Dual Pressure on Supply Chain and Costs- Critical raw material shortage: China relies on Iran for about 70%-78% of its celestite (a core raw material for permanent magnet motors), with domestic inventory only sufficient to support 3 months of production. Prices of battery raw materials such as methanol have risen amid the tense situation. - Production disruptions: KD (Knocked Down) assembly plants in the Middle East have been forced to adjust production plans due to blocked transportation of parts. The surge in oil prices has pushed up the costs of chemical materials such as plastics and rubber, further compressing automakers' profits.

Long-term Benefits (Structural Opportunities)
Surge in Oil Prices Highlights the Advantages of Electric VehiclesBrent crude oil soared above 90 US dollars in the short term, significantly increasing the cost of using fuel-powered vehicles.

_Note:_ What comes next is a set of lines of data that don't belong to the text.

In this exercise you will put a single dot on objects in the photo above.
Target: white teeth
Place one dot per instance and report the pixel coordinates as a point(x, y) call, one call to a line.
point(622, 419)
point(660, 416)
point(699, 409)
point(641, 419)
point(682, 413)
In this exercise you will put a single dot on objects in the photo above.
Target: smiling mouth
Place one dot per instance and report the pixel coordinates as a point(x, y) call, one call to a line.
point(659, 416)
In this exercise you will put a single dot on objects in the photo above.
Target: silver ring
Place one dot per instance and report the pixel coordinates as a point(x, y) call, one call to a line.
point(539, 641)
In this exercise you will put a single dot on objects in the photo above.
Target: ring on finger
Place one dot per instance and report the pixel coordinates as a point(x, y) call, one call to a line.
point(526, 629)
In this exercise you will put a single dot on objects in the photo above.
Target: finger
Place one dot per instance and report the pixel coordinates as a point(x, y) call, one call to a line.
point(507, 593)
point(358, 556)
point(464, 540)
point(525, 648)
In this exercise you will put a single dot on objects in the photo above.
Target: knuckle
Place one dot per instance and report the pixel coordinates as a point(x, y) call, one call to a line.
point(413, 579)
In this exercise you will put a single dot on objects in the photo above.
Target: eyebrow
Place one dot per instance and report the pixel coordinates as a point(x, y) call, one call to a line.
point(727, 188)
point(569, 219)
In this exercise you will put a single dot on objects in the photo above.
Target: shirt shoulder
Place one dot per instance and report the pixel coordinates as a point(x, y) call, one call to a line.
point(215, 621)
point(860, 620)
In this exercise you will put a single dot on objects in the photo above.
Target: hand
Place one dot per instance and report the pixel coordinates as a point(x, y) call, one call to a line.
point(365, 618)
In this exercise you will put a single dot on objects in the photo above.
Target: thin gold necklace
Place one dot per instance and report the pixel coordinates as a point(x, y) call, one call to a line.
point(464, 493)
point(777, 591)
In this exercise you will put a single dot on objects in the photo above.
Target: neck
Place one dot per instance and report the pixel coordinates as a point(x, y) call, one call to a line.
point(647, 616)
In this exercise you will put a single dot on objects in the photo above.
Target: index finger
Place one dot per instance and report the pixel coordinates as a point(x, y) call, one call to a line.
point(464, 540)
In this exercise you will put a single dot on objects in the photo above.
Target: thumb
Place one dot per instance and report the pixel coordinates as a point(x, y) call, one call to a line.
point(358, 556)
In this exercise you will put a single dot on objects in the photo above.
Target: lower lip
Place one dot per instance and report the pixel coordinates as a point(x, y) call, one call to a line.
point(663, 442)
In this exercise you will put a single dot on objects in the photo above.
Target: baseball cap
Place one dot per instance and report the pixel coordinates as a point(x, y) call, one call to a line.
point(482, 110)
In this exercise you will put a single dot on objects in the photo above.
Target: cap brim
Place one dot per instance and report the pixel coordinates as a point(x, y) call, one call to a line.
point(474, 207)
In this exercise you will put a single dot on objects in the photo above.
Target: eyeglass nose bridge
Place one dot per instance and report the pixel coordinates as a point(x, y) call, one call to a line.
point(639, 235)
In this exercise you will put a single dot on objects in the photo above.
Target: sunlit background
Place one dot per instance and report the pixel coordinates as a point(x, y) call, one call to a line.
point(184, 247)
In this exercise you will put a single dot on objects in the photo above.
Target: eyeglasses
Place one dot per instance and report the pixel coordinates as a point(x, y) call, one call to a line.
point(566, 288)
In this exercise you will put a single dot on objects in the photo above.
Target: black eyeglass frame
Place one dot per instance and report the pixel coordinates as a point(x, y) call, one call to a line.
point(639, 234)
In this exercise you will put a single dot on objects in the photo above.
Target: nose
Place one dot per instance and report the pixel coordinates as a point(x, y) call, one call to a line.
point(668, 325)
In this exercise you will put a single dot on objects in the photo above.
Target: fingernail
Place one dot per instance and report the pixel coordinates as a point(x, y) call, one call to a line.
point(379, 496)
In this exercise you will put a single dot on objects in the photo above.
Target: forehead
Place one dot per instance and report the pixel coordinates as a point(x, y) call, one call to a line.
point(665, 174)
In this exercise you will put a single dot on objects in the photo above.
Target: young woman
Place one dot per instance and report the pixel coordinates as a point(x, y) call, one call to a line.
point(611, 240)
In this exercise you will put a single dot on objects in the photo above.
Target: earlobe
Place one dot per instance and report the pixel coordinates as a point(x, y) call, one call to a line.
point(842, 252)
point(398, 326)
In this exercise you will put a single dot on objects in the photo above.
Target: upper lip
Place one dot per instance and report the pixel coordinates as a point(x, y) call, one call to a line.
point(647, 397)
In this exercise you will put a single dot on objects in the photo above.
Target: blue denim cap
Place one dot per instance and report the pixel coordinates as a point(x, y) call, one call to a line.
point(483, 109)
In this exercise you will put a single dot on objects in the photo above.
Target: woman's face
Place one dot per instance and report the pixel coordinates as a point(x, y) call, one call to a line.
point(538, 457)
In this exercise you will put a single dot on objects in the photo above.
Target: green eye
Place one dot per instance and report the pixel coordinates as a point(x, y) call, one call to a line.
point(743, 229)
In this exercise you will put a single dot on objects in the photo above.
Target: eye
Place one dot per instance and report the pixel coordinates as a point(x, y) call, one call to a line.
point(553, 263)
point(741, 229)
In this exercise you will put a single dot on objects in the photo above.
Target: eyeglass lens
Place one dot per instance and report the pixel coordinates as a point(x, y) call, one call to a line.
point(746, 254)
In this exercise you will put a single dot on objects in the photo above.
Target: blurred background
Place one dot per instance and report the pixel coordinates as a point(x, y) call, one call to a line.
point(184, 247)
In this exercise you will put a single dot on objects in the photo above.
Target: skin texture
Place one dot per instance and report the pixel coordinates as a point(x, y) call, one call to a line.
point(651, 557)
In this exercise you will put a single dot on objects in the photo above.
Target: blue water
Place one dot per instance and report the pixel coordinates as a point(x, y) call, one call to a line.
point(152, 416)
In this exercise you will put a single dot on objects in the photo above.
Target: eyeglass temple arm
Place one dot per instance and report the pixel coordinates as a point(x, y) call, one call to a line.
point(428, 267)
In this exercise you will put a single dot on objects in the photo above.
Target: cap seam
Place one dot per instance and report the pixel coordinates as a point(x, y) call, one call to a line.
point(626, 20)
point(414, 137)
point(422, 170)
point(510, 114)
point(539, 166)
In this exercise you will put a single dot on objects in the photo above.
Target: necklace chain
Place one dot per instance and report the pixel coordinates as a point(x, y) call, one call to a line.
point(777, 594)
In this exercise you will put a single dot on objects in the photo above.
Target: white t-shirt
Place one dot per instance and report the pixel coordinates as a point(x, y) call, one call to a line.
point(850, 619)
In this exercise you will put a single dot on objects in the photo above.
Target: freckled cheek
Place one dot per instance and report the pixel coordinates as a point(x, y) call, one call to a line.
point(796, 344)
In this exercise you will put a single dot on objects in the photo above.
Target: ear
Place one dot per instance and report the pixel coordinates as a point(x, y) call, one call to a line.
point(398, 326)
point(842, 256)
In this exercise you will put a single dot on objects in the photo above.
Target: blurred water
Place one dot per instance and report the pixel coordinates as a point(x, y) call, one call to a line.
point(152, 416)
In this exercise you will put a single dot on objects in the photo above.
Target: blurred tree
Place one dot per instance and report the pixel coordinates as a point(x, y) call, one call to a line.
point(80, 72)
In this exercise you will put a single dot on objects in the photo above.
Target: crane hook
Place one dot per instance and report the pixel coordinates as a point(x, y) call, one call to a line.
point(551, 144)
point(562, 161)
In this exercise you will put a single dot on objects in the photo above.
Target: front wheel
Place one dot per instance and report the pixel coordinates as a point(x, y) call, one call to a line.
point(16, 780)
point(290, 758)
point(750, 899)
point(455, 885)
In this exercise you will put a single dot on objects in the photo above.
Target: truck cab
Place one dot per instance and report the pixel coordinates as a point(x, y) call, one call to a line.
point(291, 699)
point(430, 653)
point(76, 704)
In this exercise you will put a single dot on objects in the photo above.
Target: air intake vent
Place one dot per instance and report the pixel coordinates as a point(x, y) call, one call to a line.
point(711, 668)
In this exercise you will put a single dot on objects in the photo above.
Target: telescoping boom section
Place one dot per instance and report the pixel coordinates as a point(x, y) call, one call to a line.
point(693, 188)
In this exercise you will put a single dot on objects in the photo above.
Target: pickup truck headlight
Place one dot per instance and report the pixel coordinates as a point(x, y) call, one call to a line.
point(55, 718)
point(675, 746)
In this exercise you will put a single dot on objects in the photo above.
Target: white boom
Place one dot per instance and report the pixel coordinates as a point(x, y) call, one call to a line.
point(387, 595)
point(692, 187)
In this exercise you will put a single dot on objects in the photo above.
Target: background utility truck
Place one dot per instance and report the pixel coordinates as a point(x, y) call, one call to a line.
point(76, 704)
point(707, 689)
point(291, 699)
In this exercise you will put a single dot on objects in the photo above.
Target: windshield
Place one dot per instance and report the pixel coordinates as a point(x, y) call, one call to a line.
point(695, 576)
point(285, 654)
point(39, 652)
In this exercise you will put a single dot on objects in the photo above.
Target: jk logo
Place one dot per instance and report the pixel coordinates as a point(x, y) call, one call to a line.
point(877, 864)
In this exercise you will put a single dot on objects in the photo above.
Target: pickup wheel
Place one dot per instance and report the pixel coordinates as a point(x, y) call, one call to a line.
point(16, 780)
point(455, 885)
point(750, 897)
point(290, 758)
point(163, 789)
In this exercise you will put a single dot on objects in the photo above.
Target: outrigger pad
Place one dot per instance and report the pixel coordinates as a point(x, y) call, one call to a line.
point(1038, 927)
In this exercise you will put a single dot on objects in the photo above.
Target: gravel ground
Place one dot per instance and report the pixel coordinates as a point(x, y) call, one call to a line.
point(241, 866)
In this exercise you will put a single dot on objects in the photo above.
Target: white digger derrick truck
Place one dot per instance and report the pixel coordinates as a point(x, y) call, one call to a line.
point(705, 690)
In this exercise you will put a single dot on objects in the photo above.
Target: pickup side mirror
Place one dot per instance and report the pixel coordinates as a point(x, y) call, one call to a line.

Global consumers' willingness to switch to new energy vehicles has been markedly enhanced, especially favoring Chinese brands with long-range and low-cost advantages.
Energy Security Drives Policy and Demand UpgradesCountries are accelerating the promotion of energy independence. Markets such as the Middle East and Europe are increasing efforts to promote new energy vehicles, and the combination of household energy storage and electric vehicles is favored for their emergency power supply capacity. China's advantage in the complete industrial chain is prominent, and its export share is expected to further increase.
Supply Chain Restructuring and Accelerated DiversificationAutomakers and battery companies are accelerating the expansion of alternative raw material channels in Russia, Central Asia and other regions, and promoting the construction of overseas KD plants and regional logistics centers. This reduces reliance on a single shipping lane and raw material country, shifting the industry from "cost-performance driven" to "safety driven".